The more facts that prove your current and potential success, the easier it will be for investors to trust you and support your project. Even if these are small numbers, tell them about them and explain how you managed to achieve them.

Customer acquisition

This is another critical component of your startup pitch. How will you attract clients? How will you measure your customer acquisition rate?

Customer acquisition costs can be easily calculated from your finances. So it’s better to explain to investors exactly how you will be attracting future customers, which channels you will be advertising on, and the additional tools that you will be using. Conduct customer research and create your client profile to give potential investors a clear idea of who your customers will be.

Precise funding expectations

Don’t say that you need “a million dollars or maybe a million and a half.” That’s a pretty big difference. Lack of concrete figures will tell the investor that you don’t understand exactly how much money you need.

Therefore, you must clearly understand how much capital you need to get the desired results.
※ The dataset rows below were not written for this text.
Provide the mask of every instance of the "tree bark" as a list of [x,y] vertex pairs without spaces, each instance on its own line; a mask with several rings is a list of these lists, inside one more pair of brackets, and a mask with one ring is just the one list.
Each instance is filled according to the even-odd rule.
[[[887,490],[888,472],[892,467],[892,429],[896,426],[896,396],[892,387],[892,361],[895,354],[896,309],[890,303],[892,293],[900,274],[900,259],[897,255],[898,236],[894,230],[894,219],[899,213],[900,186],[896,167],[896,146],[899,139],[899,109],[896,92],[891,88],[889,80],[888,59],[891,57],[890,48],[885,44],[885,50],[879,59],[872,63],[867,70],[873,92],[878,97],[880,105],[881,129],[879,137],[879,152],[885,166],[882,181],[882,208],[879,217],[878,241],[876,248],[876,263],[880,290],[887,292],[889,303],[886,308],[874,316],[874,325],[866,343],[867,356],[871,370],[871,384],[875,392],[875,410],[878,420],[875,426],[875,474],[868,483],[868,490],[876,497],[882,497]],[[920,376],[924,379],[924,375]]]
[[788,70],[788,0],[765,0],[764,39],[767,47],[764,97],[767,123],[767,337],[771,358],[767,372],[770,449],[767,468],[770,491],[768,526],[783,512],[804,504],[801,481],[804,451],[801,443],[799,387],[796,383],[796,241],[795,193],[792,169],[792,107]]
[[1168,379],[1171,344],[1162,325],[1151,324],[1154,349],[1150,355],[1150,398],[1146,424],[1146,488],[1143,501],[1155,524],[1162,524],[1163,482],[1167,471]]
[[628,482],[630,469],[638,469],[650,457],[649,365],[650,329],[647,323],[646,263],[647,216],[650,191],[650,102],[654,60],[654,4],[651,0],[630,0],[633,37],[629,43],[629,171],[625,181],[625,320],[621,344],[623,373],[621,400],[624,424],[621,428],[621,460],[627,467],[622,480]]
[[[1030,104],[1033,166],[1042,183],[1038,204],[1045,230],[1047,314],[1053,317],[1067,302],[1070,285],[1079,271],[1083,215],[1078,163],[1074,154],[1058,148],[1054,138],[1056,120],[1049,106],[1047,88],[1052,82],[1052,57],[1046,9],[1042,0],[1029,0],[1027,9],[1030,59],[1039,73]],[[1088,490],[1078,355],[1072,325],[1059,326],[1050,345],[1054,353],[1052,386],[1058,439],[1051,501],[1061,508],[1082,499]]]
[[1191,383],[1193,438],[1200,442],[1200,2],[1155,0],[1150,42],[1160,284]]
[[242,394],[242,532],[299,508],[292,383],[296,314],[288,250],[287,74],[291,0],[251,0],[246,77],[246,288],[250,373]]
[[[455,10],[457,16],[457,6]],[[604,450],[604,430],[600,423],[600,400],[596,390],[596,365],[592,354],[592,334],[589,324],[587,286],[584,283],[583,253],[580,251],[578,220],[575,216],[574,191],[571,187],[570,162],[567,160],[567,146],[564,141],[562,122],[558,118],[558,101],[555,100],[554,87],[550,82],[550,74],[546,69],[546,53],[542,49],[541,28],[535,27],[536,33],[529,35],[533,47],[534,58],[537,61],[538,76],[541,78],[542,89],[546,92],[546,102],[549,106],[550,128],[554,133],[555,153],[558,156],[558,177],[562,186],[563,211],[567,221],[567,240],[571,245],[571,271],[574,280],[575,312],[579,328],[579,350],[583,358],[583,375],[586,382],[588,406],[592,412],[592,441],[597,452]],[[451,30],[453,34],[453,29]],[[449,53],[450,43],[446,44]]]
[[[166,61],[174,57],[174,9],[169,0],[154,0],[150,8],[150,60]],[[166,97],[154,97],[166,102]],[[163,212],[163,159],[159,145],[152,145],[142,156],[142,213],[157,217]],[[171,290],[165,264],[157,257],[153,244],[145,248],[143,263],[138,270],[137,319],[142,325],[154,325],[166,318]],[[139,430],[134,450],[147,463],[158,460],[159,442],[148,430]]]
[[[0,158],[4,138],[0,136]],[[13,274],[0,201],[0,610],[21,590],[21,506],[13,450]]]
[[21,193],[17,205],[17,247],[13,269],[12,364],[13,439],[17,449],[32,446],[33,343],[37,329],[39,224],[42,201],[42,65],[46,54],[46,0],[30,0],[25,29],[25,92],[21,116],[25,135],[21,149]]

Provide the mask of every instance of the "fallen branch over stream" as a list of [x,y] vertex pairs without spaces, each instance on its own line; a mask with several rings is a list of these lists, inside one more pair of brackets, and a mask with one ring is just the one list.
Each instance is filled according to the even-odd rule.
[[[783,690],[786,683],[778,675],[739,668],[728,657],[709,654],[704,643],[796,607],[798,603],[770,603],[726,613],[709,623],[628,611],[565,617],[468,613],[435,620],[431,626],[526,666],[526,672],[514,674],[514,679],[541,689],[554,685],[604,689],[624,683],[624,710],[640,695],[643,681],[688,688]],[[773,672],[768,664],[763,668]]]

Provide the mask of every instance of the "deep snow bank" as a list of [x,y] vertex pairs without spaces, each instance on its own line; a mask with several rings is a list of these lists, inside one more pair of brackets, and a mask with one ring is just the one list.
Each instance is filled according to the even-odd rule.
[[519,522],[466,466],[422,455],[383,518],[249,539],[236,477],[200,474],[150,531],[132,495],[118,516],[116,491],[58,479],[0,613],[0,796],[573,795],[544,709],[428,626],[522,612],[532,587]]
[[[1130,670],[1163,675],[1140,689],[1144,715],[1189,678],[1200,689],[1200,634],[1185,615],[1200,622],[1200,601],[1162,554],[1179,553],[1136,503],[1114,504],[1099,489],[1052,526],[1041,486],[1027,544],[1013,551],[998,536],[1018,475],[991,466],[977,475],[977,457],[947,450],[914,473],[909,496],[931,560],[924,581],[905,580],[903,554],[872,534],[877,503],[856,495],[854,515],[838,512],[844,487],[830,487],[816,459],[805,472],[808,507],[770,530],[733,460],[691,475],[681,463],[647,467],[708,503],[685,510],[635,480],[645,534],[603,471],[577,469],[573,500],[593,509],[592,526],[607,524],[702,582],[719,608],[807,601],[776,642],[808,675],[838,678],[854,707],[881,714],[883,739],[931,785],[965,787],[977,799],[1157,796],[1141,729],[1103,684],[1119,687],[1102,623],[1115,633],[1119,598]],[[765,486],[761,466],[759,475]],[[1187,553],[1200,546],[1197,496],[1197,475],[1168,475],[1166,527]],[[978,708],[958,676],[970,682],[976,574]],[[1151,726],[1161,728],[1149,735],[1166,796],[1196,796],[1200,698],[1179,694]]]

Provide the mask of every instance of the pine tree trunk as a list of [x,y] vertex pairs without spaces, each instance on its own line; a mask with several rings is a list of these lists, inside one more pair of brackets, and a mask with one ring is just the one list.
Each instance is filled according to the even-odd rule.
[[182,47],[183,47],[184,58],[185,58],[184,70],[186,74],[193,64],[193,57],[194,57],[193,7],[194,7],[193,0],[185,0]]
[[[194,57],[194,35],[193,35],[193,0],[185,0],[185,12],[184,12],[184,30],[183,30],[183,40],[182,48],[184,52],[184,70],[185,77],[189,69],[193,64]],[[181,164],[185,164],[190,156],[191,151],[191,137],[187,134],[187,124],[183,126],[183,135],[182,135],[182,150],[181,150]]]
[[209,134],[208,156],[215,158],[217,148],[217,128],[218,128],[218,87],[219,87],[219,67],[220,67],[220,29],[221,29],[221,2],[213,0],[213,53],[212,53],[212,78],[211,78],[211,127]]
This shows that you have set goals, know how to achieve them, and won’t take the investor’s money for granted.

Revenue model

Investors will want to know how you’ll monetize your idea, so don’t forget to present a convincing revenue model.

This includes:

  • Different product packages
  • Whether you’re charging a monthly, annual, or one-off fee
  • Initial pricing points

Also, when you pitch a startup, add a short description of how this model relates to annual revenue goals.

[Bonus]: Business Idea Pitch Example

Here’s a basic Web3 pitch template you can use to share your idea with investors:

1) Your (plan/start/grow) company (fill in your project name);

2) What will it be (website? online store? mobile/web app?);

3) For whom will it be designed (describe your target audience here);

4) The project aims to (write a short project story, the purpose of it, what does it do for the target audience, etc.);

5) Why your project is unique (explain what your product idea will do differently or uniquely, why people need it).

These are the crucial data that potential investors want to know about. You can customize this template as you like by adding information about your project, target audience, team members, project mission, and other details. 

For DEIP, we created a short but compelling startup pitch presentation that includes all the necessary information about the project, its primary goals, specifications, benefits to users and investors, and why our idea is worthy of attention. Use it for inspiration!

So get out there with your Web3 startup pitch presentation!

You never know where you might find success, keep knocking on doors. It’s impossible to gauge how good your idea is until you present it to the public. Be patient, persevere, and treat each of your pitches as a different experience. Each presentation will bring you additional skills and knowledge to apply that will help you attract the funding your project deserves!